Beritaindonesia.id, JAKARTA – Pemerintah diminta segera mengeluarkan kebijakan untuk memudahkan guru honorer mengurus NUPTK (Nomor Unik Pendidik dan Tenaga Kependidikan).
Hal ini penting agar kebijakan penggunaan dana BOS untuk menggaji guru honorer dengan batas maksimal 50 persen, dapat dinikmati seluruh pendidik non-PNS.
Sebab berdasarkan data PB PGRI, sebanyak 789.381 guru honorer tak bisa digaji dengan dana BOS karena tak punya NUPTK.
“Solusinya dalam dua bulan ke depan seluruh NUPTK harus diselesaikan semua, baru bisa dapat dana bos,” kata Ketua Umum Guru dan Tenaga Kependidikan Honorer Non-Kategori 35 Tahun ke Atas (GTKHNK 35+) Pusat, Nasrullah, kepada jpnn.com (grup fajar.co.id), Minggu (1/3).
Nasrullah menjelaskan bahwa sebelumnya kebijakan NUPTK tidak match dengan peraturan sekarang. Dulunya, NUPTK untuk guru honorer di sekolah negeri dipersulit karena harus ada SK dinas.
Masalahnya, setiap SK dinas dikeluarkan, harus ada insentif dari daerah. Akibatnya dinas tidak mau lagi mengeluarkan SK karena akan terikat aturan kedinasan.
Sementara sekarang, Menteri Pendidikan dan Kebudayaan Nadiem Anwar Makarim mengeluarkan Permen bahwa untuk dapat dana BOS harus ada NUPTK. Oleh karena itu, pemerintah harus sesegera mungkin menyelesaikan masalah ini.
“Semua guru-guru itu harus ada NUPTK. Jangan NUPTK hanya dipermudah untuk (guru sekolah) swasta. Pada saat begini, guru negeri yang susah lagi, mereka tidak dapat dana BOS,” jelas Nasrullah.
Pria yang belakangan menjadi penasihat bagi bagi kalangan honorer ini menyebutkan, sebelumnya ada guru sekolah negeri yang menerima honor dari dana BOS. Namun tidak berdasarkan NUPTK, melainkan mengacu ketentuan maksimal 15 persen. Itu pun bergantung kebijakan kepala sekolah.
“Sekarang Permen keluar atas NUPTK, ini bermasalah. Karena banyak yang sudah honorer puluhan tahun tidak punya NUPTK,” tukasnya.

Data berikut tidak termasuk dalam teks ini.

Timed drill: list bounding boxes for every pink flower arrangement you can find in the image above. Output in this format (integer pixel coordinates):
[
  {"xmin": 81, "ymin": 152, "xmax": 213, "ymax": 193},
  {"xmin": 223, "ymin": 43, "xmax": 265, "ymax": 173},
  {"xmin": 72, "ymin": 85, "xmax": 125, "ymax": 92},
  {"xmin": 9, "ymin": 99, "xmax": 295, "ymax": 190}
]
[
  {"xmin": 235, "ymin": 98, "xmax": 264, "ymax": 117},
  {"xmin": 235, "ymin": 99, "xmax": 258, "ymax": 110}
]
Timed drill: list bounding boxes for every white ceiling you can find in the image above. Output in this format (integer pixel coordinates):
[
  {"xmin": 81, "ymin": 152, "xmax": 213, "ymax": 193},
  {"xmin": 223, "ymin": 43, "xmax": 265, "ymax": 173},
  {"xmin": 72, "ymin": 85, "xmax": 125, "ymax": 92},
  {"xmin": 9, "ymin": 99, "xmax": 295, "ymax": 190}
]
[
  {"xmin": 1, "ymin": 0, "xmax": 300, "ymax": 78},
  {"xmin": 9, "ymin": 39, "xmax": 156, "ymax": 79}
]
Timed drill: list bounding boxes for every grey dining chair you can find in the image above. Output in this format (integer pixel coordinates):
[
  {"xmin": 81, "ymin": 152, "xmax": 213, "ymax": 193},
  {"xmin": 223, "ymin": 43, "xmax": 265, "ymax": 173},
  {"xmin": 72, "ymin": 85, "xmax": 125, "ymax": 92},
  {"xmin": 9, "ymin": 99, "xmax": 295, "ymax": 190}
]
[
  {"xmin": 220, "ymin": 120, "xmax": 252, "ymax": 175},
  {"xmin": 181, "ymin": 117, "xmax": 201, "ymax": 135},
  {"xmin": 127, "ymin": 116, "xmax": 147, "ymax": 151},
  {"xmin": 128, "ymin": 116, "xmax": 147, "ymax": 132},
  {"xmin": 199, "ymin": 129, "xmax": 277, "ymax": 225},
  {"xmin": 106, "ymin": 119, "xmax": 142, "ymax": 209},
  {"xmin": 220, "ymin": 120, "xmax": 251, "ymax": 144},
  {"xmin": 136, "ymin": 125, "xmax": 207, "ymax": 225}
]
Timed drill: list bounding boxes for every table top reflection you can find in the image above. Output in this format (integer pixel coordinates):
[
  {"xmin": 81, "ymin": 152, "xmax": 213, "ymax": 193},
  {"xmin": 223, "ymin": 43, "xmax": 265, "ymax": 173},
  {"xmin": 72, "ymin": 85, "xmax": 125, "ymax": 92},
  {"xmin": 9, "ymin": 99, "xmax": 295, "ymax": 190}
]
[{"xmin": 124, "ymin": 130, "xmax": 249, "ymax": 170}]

Kondisinya berbeda dengan guru di sekolah swasta. Pada umumnya mereka punya NUPTK karena cuma memerlukan SK yayasan. Sehingga selain sertifikasi,NUPTK mereka juga dipermudah.
“Di (sekolah) negeri, tidak ada, dibayar pun tidak. Ada memang beberapa yang bisa ikut tes NUPTK, tetapi tidak dibayar karena anggarannya harus APBD. Daerah tidak ada anggarannya,” tambah Nasrullah.
Dengan kebijakan yang baru, guru honorer di sekolah negeri yang dulunya bisa mendapat honor dari dana BOS tanpa NUPTK, sekarang mereka tidak bisa lagi menerimanya.
“Tidak bisa menerima lagi. Bisa tetapi dengan syarat pemerintah pusat harus mendata lagi untuk mempercepat NUPTK. Kalau memang itu peraturannya. Itu kan Permen. Sekarang guru honorer (tanpa NUPTK) di sekolah negeri tidak dapat apa-apa,” tandasnya.
Persoalan lain yang mungkin terjadi di lapangan yaitu kewenangan besar yang diberikan kepada kepala sekolah dalam penggunaan dana BOS untuk gaji guru honorer, tidak diikuti dengan adanya sanksi. Hal ini bermasalah ketika persentase yang diberikan untuk honorer lebih kecil.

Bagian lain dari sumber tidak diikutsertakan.